Europa bedeutet für mich: Unbegrenzte Möglichkeiten an Wohn- und Arbeitsorten Dank der Personenfreizügigkeit

Mein größter Europäer: Winston Churchill, der nach dem Krieg in Erinnerung ruf, dass wir in Europa nur gemeinsam stark sind und wachsen können.

Charlotte Wiesenthal, Beisitzerin

Ich bin Charlotte und 25 Jahre alt. Nach dem Abitur in Göttingen hat es mich zum Studium der European Studies und Arbeiten nach Magdeburg, Wrocław (Breslau), Frankfurt (Oder), London und gegenwärtig Berlin verschlagen. Beruflich liegt mein Schwerpunkt in der Durchführung von Workshops, Planspielen und Veranstaltungen zu europapolitischen Themen. Zur JEF bin ich 2014 über die halbjährige Koordinationsstelle der Simulation Europäischen Parlament (SIMEP) in Berlin gekommen. Nach zwei Jahren als stellvertretende Vorsitzende im Landesvorstand Berlin-Brandenburg bin ich seit 2016 im Bundesvorstand aktiv, vor allem im Team Internationales – mit dem Ziel, die Zusammenarbeit und den Austausch mit anderen europäischen JEF-Sektionen zu stärken.
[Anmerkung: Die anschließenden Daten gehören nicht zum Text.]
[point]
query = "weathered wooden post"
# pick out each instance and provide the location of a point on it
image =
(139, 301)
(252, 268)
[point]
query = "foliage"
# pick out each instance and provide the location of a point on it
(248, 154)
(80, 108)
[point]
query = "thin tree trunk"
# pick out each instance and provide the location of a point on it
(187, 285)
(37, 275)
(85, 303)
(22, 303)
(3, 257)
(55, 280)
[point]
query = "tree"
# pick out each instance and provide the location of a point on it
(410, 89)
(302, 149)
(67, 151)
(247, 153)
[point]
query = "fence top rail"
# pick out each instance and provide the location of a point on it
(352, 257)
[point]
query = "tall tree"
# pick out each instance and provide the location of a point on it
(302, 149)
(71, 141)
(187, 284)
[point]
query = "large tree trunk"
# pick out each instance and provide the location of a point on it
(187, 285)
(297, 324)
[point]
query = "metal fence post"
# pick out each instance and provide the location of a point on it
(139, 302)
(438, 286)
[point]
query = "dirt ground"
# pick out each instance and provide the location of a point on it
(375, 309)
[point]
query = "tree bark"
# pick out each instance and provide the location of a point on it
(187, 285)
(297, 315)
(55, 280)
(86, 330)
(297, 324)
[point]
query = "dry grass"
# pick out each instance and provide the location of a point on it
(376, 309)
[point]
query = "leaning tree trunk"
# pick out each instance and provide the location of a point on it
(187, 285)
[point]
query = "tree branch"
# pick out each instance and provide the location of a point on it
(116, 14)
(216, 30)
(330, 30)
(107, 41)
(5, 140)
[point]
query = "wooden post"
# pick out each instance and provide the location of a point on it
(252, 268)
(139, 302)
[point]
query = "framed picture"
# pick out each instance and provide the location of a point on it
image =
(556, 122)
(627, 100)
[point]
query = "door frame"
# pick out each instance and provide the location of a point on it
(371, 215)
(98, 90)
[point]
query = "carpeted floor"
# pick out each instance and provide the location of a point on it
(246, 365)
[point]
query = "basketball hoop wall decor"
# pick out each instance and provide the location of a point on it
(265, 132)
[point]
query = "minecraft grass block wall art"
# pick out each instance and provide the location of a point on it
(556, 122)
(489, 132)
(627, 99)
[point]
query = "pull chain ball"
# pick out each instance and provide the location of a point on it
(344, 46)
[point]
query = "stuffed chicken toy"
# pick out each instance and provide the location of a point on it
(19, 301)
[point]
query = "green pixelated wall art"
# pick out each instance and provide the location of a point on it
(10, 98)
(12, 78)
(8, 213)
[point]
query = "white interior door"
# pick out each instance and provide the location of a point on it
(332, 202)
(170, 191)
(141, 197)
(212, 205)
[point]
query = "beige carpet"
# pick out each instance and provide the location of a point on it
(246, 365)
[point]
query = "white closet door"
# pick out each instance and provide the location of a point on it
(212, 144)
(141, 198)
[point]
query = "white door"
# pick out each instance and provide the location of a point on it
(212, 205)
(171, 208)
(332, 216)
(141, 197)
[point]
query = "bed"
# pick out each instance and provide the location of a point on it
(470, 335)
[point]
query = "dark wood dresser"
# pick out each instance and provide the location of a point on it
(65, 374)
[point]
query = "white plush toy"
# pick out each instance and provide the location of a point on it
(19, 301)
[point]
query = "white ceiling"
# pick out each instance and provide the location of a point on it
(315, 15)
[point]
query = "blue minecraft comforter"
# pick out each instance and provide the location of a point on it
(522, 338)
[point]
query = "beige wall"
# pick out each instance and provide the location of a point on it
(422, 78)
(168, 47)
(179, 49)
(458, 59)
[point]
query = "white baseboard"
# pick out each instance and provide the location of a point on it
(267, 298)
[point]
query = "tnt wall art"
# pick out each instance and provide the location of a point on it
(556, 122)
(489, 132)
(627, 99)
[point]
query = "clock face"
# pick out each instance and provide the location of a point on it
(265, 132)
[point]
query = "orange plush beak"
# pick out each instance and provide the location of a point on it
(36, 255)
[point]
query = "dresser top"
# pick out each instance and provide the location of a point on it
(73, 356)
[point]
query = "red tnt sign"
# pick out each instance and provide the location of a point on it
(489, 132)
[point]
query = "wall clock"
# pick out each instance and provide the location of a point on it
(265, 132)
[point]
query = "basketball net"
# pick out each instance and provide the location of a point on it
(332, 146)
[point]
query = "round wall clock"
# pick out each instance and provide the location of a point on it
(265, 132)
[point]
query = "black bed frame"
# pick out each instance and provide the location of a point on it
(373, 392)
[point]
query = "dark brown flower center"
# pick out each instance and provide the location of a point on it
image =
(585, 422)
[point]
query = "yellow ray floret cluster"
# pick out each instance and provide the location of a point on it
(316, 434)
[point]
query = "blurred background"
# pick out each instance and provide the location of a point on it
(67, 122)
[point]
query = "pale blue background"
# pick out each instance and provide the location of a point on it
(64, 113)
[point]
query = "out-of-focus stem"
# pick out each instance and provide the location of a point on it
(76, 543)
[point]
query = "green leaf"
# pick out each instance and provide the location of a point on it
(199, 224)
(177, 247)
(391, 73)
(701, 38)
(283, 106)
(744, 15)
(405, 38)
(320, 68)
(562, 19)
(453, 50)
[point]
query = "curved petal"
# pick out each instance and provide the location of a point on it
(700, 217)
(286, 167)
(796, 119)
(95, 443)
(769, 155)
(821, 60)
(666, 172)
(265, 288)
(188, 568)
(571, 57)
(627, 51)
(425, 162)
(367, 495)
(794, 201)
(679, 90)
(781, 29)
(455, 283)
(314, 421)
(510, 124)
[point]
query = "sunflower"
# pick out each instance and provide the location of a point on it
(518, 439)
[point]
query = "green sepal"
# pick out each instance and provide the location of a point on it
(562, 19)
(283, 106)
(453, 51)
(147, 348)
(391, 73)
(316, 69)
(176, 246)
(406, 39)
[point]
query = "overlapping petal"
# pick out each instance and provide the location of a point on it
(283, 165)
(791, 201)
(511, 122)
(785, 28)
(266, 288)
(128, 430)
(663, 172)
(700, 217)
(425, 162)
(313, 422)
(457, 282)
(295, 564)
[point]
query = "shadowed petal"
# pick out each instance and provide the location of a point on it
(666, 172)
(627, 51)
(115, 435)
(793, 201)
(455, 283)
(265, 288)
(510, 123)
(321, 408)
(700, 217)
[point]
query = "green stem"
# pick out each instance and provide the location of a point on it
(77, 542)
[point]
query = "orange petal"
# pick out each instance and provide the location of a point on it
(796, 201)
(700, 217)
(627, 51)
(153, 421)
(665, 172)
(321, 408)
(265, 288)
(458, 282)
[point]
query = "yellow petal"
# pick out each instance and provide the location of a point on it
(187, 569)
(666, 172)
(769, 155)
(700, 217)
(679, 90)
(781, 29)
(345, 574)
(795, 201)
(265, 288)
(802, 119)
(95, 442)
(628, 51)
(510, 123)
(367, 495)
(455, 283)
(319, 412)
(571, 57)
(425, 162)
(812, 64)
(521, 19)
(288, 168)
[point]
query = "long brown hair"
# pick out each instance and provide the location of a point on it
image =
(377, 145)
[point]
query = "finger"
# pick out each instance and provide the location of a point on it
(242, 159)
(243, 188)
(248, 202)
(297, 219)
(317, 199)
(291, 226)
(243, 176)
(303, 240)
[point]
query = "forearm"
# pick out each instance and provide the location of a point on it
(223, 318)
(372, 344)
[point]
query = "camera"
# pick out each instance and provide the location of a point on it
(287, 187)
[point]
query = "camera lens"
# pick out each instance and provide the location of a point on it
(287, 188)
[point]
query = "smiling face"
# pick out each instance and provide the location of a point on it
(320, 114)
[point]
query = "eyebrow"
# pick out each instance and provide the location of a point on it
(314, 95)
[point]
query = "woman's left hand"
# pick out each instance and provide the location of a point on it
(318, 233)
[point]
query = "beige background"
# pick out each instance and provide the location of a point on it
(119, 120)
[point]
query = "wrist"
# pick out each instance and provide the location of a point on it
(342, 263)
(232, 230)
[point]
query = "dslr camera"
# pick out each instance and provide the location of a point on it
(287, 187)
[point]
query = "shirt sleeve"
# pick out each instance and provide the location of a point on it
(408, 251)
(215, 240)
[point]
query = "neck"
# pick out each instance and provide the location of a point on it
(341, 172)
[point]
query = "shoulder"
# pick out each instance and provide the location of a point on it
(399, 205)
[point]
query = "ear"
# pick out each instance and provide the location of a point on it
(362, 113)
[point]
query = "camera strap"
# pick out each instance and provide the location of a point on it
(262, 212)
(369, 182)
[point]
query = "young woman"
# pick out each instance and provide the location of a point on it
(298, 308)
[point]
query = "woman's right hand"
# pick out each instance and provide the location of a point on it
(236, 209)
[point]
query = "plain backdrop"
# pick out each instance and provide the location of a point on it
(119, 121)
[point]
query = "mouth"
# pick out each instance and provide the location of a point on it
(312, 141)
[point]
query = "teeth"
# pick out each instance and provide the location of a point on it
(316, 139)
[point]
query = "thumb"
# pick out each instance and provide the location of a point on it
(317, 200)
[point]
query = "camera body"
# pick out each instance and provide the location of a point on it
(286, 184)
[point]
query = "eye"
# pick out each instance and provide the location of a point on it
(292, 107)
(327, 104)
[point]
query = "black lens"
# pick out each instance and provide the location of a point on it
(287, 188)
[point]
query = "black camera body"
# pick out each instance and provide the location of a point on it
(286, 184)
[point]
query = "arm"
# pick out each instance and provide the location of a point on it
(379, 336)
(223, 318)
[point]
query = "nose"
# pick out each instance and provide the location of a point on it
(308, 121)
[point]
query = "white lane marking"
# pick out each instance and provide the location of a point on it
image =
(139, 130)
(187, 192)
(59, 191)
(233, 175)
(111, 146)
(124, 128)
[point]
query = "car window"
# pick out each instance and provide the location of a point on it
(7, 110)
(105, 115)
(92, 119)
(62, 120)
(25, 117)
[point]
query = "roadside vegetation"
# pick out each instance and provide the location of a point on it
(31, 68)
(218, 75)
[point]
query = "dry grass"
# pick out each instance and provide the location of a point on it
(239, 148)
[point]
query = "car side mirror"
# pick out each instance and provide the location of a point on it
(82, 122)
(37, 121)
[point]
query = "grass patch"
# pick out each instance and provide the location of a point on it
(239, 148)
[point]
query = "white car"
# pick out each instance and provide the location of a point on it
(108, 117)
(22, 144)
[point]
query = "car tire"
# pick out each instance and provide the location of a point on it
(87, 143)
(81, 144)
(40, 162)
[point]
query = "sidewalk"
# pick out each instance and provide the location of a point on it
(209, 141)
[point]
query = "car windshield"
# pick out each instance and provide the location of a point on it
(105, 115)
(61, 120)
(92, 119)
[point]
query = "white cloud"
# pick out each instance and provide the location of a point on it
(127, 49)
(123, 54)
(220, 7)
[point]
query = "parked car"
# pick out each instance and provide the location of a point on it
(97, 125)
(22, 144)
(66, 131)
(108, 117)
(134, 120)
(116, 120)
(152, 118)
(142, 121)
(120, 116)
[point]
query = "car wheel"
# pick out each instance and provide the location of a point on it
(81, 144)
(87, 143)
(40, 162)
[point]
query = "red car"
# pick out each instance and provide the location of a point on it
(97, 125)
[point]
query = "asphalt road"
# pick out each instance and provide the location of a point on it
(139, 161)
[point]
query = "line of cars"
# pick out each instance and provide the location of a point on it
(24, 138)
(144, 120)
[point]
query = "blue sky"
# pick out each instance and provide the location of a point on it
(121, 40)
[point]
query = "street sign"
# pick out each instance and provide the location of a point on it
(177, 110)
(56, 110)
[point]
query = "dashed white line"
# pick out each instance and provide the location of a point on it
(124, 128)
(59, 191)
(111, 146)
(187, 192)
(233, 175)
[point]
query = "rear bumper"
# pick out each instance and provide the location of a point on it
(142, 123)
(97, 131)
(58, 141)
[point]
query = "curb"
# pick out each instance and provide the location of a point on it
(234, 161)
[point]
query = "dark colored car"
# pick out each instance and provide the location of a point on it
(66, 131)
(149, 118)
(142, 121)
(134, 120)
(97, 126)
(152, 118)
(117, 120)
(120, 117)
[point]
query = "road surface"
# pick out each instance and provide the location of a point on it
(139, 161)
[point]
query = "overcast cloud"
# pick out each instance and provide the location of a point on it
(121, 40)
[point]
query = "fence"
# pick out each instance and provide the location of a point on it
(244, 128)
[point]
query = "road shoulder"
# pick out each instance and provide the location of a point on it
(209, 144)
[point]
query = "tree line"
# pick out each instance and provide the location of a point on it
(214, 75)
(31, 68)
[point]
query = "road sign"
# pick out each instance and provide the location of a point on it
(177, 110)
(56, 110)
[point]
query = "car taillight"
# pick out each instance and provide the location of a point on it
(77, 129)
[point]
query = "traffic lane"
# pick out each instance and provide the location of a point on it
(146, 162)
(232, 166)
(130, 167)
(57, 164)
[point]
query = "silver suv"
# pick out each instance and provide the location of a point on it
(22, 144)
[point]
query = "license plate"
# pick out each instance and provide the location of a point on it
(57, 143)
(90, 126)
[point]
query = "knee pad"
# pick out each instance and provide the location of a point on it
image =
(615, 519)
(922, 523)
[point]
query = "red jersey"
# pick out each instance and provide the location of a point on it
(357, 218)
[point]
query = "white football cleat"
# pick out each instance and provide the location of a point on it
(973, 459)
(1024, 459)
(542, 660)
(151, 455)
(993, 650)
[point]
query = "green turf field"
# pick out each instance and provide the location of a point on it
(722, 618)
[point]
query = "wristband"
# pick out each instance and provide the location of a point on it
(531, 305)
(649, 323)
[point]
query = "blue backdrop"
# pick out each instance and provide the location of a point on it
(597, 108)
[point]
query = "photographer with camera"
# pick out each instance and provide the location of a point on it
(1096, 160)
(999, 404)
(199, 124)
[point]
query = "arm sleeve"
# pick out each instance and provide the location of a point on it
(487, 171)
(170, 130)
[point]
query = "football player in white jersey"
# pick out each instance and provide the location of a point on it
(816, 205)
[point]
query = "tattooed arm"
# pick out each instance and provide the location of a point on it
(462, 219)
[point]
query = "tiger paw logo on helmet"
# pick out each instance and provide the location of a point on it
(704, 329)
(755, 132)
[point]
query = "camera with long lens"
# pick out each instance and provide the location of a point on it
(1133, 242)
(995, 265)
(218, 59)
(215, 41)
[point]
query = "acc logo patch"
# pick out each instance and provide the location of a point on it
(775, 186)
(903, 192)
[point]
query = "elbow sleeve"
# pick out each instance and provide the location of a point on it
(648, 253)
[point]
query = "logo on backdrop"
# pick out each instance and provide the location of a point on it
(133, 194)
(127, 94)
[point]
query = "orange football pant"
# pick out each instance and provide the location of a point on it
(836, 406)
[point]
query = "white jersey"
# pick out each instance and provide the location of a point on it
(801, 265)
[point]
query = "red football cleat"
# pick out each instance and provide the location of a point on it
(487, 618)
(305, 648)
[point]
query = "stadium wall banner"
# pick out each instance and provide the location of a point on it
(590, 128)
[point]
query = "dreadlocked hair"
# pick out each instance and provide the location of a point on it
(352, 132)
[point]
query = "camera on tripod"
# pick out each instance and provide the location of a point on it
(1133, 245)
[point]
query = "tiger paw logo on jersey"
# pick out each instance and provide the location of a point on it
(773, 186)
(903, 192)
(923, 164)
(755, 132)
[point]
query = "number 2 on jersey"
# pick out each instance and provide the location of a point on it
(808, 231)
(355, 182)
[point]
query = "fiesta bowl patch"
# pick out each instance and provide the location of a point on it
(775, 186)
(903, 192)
Europa bedeutet für mich: Ein einzigartiges und wertvolles Projekt, um nationales Denken zugunsten von Frieden, gemeinsamen Werten und Wohlstand zu überwinden – mit viel Potenzial nach oben.

Mein*e größte Europäer*in: Willy Brandt – Weil er mit Entschiedenheit und Überzeugung gegen den Europa zerstörenden Nationalsozialismus gekämpft und einen großen Beitrag zur Verständigung und Vereinigung europäischer Staaten geleistet hat.